Diversification is an agent of long-term profits. If market volatility has a positive impact on your investment and gives large returns, you can secure your earnings by investing them in a stable and lower risk investment instrument, Diversification aids in generating long-term wealth.

  •   Ensures capital security

A low-risk, high-return investment is what every investor dreams of. We don’t want to lose our hard-earned money to a risky game and that is understandable. While no investment is ever immune to market risks, diversification ensures security by allowing investors to achieve their financial goals and also not exposing them to high risks.

  •   Invest with peace of mind

As the total investment is divided amongst various asset classes, the investor doesn’t have to worry about the performance of the portfolio, as the underperformance of one instrument will be compensated with another better performing wealth generator. 

Best Portfolio Diversification Strategies

Diversification is the key part of risk management, here are different types of diversification strategies that you can employ depending on your short and long-term expectations from the investment.

  • Diversify across asset classes

Most investors usually stick to one or two of their favorite asset classes and alternate their investments between the two only. Investing in different asset classes includes experimenting with equity, fixed income investments (bonds), real estate assets, and shares. 

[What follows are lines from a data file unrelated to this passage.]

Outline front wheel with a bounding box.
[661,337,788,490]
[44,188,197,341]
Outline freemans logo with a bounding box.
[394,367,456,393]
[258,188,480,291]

  • Diversify within the asset class

Diversification within an asset class is just as important as diversifying across several classes. Below are some examples of diversifying within an asset class

  1. Cryptocurrency – Within crypto, if you are investing in Bitcoin, you can also buy some shares of Ethereum and Litecoin. 
  2. Industry – If you are investing in tech or biotech stocks, consider utility and retail stocks as well. 
  3. Funds – While the index funds track the overall market and rise and fall with it, for diversification, you can also explore some other high and low-risk investments from time to time. 
  4. Real estate – If you invest in real estate rental properties, you can also try real estate fractional ownership, REITs, and Crowdfunding to generate hassle-free returns. 
  • Location-based diversity

In real estate, the location of the property also determines its popularity and future, investing in highly developing commercial locations or a  quiet suburb, will both be profitable but in different frequencies. 

While real estate is a great investment class, a middle-class investor might find it difficult to diversify and purchase several properties. Such investors can very easily turn to Fractional ownership and Crowdfunding as reasonable investment options that also allow one to diversify geographically. Assetmonk, a leading GrowthTech platform of India offers Grade-A real estate properties at affordable prices to its investors with a promised annual IRR of up to 21%.

Portfolio diversification of an investment is just as essential as the investment itself. One can diversify their portfolio on their own, or also take the help of portfolio managers if need be. As Assetmonk pushes investors to diversify their portfolios, you can also take advice from our expert asset and property advisors. 

Portfolio Diversification FAQ’S

What is good portfolio diversification?

Diversification is the process of spreading your investment over multiple assets to reduce the exposure of your asset to risk.

What is an example of a diversified portfolio?

A well-diversified investment portfolio is where an investor has invested their money in various classes. For instance, if I were to invest 50% of my salary, if I put 10% in Mutual funds, 10% in Stocks, and similarly 10% each in Real estate, Cryptocurrency, and share market, it would be called a diversified portfolio.

Why is portfolio diversification important?

Diversification of portfolio helps manage your investment by reducing risks. It is important to diversify your investments within asset classes as well.